You could try

Order statistic - Wikipedia, the free encyclopedia
But, if you have not heard of order statistics before then you dont need to learn it to solve this problem. You can use the reasoning i put in my earlier reply.

Here is part (a), step by step, To get you started.

**Concept - the distribution function**
The distribution function of a random variable is normally written F(x). It tells you the probability that the random variable X takes a value less than or equal to some particular value (x).

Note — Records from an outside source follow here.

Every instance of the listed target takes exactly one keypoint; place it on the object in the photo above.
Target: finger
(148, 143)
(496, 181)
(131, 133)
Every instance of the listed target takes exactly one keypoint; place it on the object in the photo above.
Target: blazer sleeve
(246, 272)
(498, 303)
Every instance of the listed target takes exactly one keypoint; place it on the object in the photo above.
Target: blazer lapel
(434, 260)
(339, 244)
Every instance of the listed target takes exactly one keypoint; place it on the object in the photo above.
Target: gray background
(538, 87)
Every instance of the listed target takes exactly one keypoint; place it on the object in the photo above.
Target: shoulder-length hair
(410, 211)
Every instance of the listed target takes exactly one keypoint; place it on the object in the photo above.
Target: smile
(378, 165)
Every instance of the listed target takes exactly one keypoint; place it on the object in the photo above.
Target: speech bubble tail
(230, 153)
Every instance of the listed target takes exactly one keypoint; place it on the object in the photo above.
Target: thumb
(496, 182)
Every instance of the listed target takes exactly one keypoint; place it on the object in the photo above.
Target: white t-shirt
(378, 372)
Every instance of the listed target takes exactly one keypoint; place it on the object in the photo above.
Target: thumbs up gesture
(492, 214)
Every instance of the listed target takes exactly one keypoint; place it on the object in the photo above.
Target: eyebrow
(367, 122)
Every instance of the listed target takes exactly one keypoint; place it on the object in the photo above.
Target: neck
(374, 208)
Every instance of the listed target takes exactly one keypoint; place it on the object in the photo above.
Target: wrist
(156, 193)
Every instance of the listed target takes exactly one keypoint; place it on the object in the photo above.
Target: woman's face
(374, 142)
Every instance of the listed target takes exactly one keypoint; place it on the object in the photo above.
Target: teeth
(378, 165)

\(\displaystyle F(x) = P(X \leq x)\)

**Define:**
\(\displaystyle X_1 .... X_{10}\) the lifetime of the 10 components

\(\displaystyle F_i(x) = P(X_i \leq x)\) the distribution function for each X

\(\displaystyle T\) the lifetime of the system

\(\displaystyle G(t) = P(T \leq t)\) the distribution function for T

**Information from question**
\(\displaystyle X_i\) are independant and follow the same distribution: \(\displaystyle exp(\lambda)\)

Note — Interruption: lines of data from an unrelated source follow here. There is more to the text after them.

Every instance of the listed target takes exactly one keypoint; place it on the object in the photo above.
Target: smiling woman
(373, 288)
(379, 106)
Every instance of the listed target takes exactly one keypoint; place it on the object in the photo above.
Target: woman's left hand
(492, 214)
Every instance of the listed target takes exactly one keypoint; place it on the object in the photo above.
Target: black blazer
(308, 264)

We are told the mean value of each distribution is 100, and you should know (or be able to look up) that the mean value of an exponential distribution is \(\displaystyle 1/\lambda\)

so \(\displaystyle X_i \sim exp(0.01)\)

You should know (or be able to look up) that the distribution function for he exponential distribution is

\(\displaystyle F_i(x) = 1-e^{-\lambda x} = 1-e^{-0.01x}\)

**Question**
You are told that the system fails when 1 component fails. Find G(t).

**Step 1**
\(\displaystyle G(t) = P(T<t)\)

What is the probability of the system fialing before time t? This happens if at least one component has failed by time t.

\(\displaystyle G(t) = P(T<t)\) =P(at least 1 component failes by time t)

\(\displaystyle G(t) = P(T<t) =1-P(no~component~fails~by~time~t)\)

**Step 2**
What is the probability that no component has failed by time t?

P(no failures) = \(\displaystyle P(X_1~alive~and X_2~alive~and~X_3~alive~and...)\)

P(no failures) = \(\displaystyle P(X_1~alive)P(X_2~alive)P(X_3~alive)P(X_4~alive)...\)

P(no failures) = \(\displaystyle P(X_1 > t)P(X_2 > t)P(X_3 > t)P(X_4>t)...\)

P(no failures) = \(\displaystyle \left(1-F_1(t) \right) \left(1-F_2(t) \right) \left(1-F_3(t) \right) \left(1-F_4(t) \right) \left(1-F_5(t)]\right)...\)

P(no failures) = \(\displaystyle [1-F(t)]^{10}\) (all X's follow the same distribution)

P(no failures) = \(\displaystyle [1-F(t)]^{10}\)

P(no failures) = \(\displaystyle [1-1-e^{-0.01t}]^{10}\)

P(no failures) = \(\displaystyle [e^{-0.01t}]^{10} = e^{-0.1t}\)

**Step 3**
Put it all together:

\(\displaystyle G(t) = P(T<t) =1-P(no~failures~fails~by~time~t)\)

\(\displaystyle G(t) = 1-e^{-0.1t}\)

You can recognise this as an exponential(0.1) distribution.

**Part a Answer**
The lifetime of the system follows an exp(0.1) distribution.